Мама бросила взгляд на свою подругу Берту, которая сидела по другую сторону столика: противоречивое выражение лица и черные кудри.

– Что?

– Гвюдрун Марсибиль.

Мама снова бросила взгляд на Берту, которая сидела по другую сторону столика с усмешкой на лице: подбородок большой, глазки маленькие, а между глазами расстояние в ладонь.

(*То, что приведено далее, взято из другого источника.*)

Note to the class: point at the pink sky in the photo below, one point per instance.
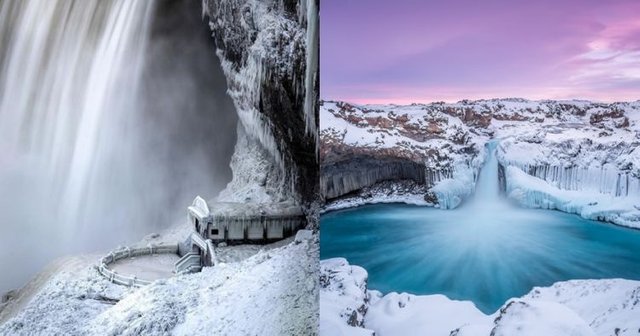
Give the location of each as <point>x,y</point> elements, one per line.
<point>403,51</point>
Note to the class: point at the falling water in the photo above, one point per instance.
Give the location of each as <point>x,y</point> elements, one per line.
<point>105,133</point>
<point>487,250</point>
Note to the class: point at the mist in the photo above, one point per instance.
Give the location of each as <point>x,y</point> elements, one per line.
<point>105,139</point>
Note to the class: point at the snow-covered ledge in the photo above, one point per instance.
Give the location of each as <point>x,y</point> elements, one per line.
<point>576,307</point>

– Гвюдрун Марсибиль… – повторил он за ней и испустил пьяный вздох: так бегун, по окончании дня достигший финиша и услышавший, как объявляют его результат, повторяет его про себя, прежде чем дать себе отдышаться. – Гвюдрун Марсибиль…

– А тебя?

– Что?

– Тебя как зовут? (В голосе усмешка.)

– Меня? Меня – Ян Флемминг. Ян Флемминг Педерсен Хавтрой.

– Ты датчанин, что ли?

– Я такой датский датчанин, что дальше некуда, и ничего я с этим поделать не могу! – он потянул кожу возле правого запястья пальцами левой руки и отпустил, как резинку. Он проделал это еще раз, а потом изо всех сил ударил себя по руке, потом по голове, потом дал самому себе пощечину. – Вот не могу, и все тут! Такой, черт возьми, датский, что дальше некуда!

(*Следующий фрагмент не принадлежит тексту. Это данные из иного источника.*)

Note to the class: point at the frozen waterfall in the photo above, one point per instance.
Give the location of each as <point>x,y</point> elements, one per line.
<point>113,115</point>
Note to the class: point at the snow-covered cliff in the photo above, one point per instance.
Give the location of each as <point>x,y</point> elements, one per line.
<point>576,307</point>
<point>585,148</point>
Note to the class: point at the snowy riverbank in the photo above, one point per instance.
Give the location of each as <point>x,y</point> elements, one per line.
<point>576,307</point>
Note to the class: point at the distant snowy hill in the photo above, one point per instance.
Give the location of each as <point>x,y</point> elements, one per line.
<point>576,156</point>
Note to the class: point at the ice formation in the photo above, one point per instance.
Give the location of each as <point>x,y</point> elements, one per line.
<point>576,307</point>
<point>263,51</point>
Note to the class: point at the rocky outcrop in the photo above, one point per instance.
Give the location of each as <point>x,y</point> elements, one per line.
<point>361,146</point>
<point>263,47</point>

– Но ведь ты хорошо говоришь по-исландски?

– Ты замужем?

– Да.

– И где же он?

– Вон он.

– Где?

– Вот.

Она указала на малорослого большеголового мужчину, который шел к их столику с бутылкой вина, тремя бокалами и архисерьезным лицом.

– Этот лобастый?

– Да. (Смех.)

– И как его зовут?

– Алли.

– Алли?

– Ну да, Адальстейнн.

– Адальстейнн?

– Ага. Или просто Стейн[58].

– Или Стейн… Он, что ли, сам не может определиться? Вот если б я был твоим женихом… А у тебя глаза, как камешки. Два камешка.

– И что?

– А можно, я их себе возьму?

Он выговаривал слова нечетко. У него заплетался язык от опьянения, а вихор надо лбом отчаянно трясся.

– Себе?

– Да. Можно их взять себе?

И тут случилось нечто странное – наверное, в ткани судьбы спустилась петля, иначе это никак нельзя было объяснить.

– Да, да…

Малорослый лобастый мужчина подошел к столику и поставил на него свои три бокала и бутылку. Вино в ней было, судя по всему, испанское. Он сказал что-то, чего никто не расслышал, и уселся напротив мамы. Его серьезные глаза под непомерным лбом были как две хижины под высокой горой. Он наполнил бокалы. Выглядел он при этом неловко, как будто предлагал другим вино впервые в жизни.

– Алли, это… это Ян… эээ, Флемминг, да? А тебя в самом деле зовут Ян? Ты вовсе никакой не Ян. Ты исландец.

– Это Бьёрнссон, буржуйский сынок, – сказал лобастый на удивление сильным грудным голосом, который струился из его тщедушного тела, словно канат из лодки.

– Правда? А ты его знаешь? – спросила мама.

– Я думал, что таким желторотикам пить нельзя.

Это произнес голос-гора сквозь пьяный гомон.

– Что? – переспросил папа из глубин хмеля. Два камешка, которые дала ему мама, он положил на столе перед собой и улыбался им потаенной улыбкой. Адальстейн не обратил на него внимания и наполнил бокалы.

– Выпьем!

Мама и Берта чокнулись с ним.

– А-а, вот ты где, голубчик! Да еще за одним столом с большевиками! – Бенни Торс и его брат Хильмар подошли к столику и властно и уверенно возвышались над ними. – Все с тобой ясно, пить ты не умеешь. Как говорит наш брат Рикки, надо выбирать собутыльников выше себя, а не ниже. Пошли, нам уже пора.

– А я и не знал, что датских селедочных принцев вообще выпускают из дворца, – проговорил Адальстейн.

– Автор, издай книжку! – ответил Бенни.

Так иногда говорили про пьющих литераторов: каждая их новая книга воспринималась как очередной шаг к падению. Люди знали, что в Исландии может быть только по двое настоящих поэтов одновременно, а в те годы право быть поэтами было отдано Давиду Стефаунссону и Эйнару Бенедиктссону.